The introduction to this volume tells us that Simpson opposes giving up the distinction between Life and Nonlife. But I must admit to reading him a little bit differently. I read him in line with how I read Cross. That is, the point is not whether we should or shouldn’t give up the division in the abstract, but to understand what is causing us to ask this question in the first place? What are the conditions that give rise to the question? For Cross it is climate change.
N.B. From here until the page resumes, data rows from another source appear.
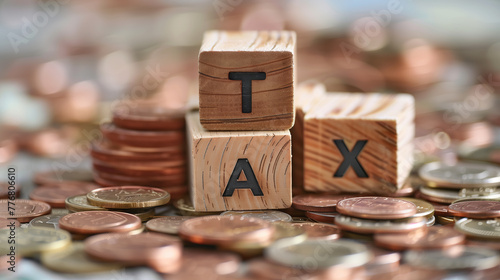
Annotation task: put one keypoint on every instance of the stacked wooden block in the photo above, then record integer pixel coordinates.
(240, 141)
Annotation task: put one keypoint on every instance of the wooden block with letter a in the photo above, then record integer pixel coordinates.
(242, 170)
(360, 143)
(246, 80)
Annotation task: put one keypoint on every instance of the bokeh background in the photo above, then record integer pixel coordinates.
(65, 64)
For Simpson it is political. He asks, “what are the political conditions of the day which make this debate possible, or even desirable?” For Simpson, the concept of “non-life is powerful—agentive and has a life of its own—and serves to threaten the hierarchical orders of life.” Indeed, from a certain perspective, we could say that nonlife, say, a rock, is more agentive then life, since nonlife can become life and return to itself, while life ceases to be once it has ceased to be life. But what is the point of these logical games? When I was in philosophy at St. John’s College we were taught in the general spirit of Pierre Hadot’s take on classical Greek philosophical schools, that the point was not to engage in schoolboy hermeneutics but to become different to make the world different.